Danish multidisciplinary artist, Cucuun, steps onto the scene and invites us into her thoughts with her debut single ‘Hyperdoubt’. With a vulnerable vocal and an atmospheric electro-pop production, she paints a colorful picture of the experience of being trapped in her own head, where a paralyzing combination of grandiosity and self-criticism has taken control.
“I’ve been kinda homebound lately, trying to do the things they tell me,” she sings, describing the feeling of being unable to act – even with the insights and tools she has gradually acquired through years of focusing on her own inner development. A waiting position in deep longing to break free from an overwhelming doubt in her own judgment.
‘Hyperdoubt’ starts as an honest and introverted song, but quietly builds up to a euphoric wall of synths and vocals, opening up to Cucuun’s grandiose and hyper-organic universe, which the listener is invited to embrace. “I know there’s no wrong or right, but I’m trying to find it” is her impatient realization that she is still stuck trying to figure life out with her head, and that she is trapped in the belief that there is a right and a wrong way to do things.

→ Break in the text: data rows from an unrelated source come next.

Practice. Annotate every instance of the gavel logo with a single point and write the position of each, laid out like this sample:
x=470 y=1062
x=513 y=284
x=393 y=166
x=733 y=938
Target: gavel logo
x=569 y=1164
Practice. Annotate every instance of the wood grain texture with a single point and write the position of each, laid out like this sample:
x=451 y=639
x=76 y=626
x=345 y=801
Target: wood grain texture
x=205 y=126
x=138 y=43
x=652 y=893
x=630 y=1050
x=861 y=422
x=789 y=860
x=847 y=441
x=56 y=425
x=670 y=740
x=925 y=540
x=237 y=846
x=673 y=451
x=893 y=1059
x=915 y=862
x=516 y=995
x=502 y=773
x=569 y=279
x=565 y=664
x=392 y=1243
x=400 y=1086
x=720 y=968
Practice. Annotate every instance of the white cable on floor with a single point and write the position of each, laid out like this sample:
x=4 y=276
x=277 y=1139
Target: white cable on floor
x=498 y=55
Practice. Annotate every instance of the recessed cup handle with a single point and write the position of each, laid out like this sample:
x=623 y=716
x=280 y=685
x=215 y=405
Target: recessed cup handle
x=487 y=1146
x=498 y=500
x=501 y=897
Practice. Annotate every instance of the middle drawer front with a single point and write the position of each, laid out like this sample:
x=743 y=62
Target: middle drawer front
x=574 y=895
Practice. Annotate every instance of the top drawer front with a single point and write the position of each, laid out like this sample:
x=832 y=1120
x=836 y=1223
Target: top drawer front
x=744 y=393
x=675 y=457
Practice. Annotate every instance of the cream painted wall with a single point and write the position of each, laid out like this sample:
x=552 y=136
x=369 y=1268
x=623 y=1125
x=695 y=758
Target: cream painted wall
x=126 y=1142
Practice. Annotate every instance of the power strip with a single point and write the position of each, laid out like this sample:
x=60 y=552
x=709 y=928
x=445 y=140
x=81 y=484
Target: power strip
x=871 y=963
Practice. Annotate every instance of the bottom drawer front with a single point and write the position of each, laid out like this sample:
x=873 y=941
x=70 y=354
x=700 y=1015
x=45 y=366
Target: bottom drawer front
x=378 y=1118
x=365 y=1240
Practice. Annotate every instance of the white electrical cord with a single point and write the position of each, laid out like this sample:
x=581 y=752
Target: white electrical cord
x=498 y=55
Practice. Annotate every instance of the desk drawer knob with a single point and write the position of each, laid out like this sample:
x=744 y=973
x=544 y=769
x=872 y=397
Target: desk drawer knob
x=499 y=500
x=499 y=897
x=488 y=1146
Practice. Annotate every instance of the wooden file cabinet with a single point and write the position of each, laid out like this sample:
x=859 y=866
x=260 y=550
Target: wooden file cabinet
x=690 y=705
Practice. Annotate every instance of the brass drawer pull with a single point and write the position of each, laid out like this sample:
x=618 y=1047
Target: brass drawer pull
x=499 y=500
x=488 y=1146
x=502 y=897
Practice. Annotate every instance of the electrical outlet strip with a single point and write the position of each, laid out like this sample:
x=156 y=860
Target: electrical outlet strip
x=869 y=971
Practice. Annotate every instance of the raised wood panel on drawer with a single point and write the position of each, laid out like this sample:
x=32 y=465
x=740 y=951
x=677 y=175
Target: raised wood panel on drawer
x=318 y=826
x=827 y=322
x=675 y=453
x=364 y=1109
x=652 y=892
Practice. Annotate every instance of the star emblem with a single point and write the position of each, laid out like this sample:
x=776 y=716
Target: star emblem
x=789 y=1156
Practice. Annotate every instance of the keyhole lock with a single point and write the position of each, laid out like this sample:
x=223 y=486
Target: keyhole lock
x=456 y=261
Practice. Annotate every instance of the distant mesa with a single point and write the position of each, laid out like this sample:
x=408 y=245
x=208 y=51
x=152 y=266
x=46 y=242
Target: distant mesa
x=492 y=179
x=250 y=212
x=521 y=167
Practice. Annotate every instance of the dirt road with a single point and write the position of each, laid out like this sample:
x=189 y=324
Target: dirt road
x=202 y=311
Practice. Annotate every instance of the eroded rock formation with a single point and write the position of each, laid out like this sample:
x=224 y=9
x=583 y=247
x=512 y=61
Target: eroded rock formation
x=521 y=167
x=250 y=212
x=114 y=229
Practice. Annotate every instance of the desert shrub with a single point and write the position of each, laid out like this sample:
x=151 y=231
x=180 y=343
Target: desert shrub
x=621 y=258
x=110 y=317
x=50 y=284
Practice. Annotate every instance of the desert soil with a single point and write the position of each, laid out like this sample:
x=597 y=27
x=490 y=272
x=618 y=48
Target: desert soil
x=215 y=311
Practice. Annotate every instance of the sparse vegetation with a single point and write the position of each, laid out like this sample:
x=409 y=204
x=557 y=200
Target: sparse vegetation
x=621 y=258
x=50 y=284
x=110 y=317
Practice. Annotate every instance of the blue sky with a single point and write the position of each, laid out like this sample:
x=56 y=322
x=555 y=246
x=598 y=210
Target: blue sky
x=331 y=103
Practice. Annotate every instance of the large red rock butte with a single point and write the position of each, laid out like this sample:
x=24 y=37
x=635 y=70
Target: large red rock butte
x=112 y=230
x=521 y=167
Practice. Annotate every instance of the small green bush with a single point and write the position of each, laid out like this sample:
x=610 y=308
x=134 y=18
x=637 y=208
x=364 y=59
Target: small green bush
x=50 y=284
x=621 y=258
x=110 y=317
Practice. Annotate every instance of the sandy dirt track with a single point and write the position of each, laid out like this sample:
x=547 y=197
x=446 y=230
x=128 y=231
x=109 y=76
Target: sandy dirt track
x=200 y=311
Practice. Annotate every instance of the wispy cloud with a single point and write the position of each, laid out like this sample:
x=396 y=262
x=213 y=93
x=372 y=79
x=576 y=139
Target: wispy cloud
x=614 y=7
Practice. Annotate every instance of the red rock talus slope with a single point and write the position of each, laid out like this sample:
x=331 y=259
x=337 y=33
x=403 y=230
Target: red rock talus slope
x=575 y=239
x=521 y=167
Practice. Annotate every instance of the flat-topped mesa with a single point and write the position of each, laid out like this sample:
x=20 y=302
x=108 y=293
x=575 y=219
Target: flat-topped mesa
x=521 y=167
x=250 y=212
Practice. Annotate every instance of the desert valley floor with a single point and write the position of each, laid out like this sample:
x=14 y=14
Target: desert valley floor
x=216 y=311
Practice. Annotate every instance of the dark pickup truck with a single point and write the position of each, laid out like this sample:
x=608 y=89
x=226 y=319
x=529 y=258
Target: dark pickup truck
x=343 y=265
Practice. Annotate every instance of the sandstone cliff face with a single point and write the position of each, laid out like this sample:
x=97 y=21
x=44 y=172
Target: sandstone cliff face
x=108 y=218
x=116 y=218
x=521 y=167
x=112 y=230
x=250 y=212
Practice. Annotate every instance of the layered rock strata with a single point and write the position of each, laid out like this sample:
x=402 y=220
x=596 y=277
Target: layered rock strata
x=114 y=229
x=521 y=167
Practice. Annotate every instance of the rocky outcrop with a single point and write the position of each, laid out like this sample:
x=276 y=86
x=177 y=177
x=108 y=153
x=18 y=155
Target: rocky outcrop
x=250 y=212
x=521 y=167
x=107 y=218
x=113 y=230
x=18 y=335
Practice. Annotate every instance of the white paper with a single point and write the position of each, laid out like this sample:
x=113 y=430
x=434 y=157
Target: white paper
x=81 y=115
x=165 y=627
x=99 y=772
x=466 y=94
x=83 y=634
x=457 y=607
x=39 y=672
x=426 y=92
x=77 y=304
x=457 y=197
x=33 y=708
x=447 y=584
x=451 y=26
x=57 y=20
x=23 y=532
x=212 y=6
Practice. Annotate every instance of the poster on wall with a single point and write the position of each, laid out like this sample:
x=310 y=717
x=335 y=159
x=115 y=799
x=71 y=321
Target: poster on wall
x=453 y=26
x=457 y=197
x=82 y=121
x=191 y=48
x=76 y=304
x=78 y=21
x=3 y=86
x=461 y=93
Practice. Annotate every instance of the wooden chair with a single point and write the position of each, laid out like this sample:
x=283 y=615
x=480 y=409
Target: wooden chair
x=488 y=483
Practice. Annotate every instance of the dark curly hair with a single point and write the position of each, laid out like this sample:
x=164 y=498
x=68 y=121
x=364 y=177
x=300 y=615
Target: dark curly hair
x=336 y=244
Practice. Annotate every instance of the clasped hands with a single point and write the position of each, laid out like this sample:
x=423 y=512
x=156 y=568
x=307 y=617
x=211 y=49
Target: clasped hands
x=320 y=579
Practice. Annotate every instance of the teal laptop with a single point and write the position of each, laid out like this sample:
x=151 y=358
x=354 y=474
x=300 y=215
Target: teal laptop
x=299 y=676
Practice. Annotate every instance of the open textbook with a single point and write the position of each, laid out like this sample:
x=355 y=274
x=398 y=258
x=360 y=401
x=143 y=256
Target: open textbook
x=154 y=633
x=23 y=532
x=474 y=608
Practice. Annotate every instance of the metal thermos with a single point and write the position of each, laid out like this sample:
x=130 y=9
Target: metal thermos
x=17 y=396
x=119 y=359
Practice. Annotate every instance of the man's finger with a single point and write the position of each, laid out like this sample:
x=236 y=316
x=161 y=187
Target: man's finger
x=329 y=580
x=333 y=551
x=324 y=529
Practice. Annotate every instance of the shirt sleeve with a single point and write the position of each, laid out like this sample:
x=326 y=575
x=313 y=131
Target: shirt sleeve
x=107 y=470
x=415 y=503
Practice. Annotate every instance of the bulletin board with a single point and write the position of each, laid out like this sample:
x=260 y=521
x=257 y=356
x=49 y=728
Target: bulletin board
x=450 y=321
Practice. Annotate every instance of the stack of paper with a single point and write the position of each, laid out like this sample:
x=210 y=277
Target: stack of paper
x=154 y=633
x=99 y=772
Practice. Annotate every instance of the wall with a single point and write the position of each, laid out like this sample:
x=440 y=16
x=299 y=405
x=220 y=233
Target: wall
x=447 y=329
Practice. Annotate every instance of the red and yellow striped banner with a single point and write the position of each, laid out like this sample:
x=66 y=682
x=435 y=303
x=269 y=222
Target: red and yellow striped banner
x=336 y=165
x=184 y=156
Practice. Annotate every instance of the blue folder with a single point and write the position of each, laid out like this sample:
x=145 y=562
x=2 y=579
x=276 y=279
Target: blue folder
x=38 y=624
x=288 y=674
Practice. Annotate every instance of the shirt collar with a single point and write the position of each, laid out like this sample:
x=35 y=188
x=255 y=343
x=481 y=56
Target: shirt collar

There is something pitiful and self-deprecating about the lyrics, but at the same time something sincere and self-aware. The song is written from a self-pitying perspective, where Cucuun exposes both herself and her fellow human beings’ ego-driven minds. “Please, applaud me,” she almost whispers in the middle of the song, with a desperate hope that external recognition would be able to relieve the pressure from herself. The song deals with the grief of unfulfilled potential. The potential for a lot of beautiful experiences, she could have lived in that time, which was wasted on longing for something bigger – and thus missing out on what is.
With ‘Hyperdoubt’, Cucuun wants to pass on that message to her fellow overthinkers and hopefully bring the listeners out of their heads and into a little closer contact with their sensing body. ‘Hyperdoubt’ is produced in close collaboration with Frederik Meldgaard, who is also part of the Danish duo, I Sky.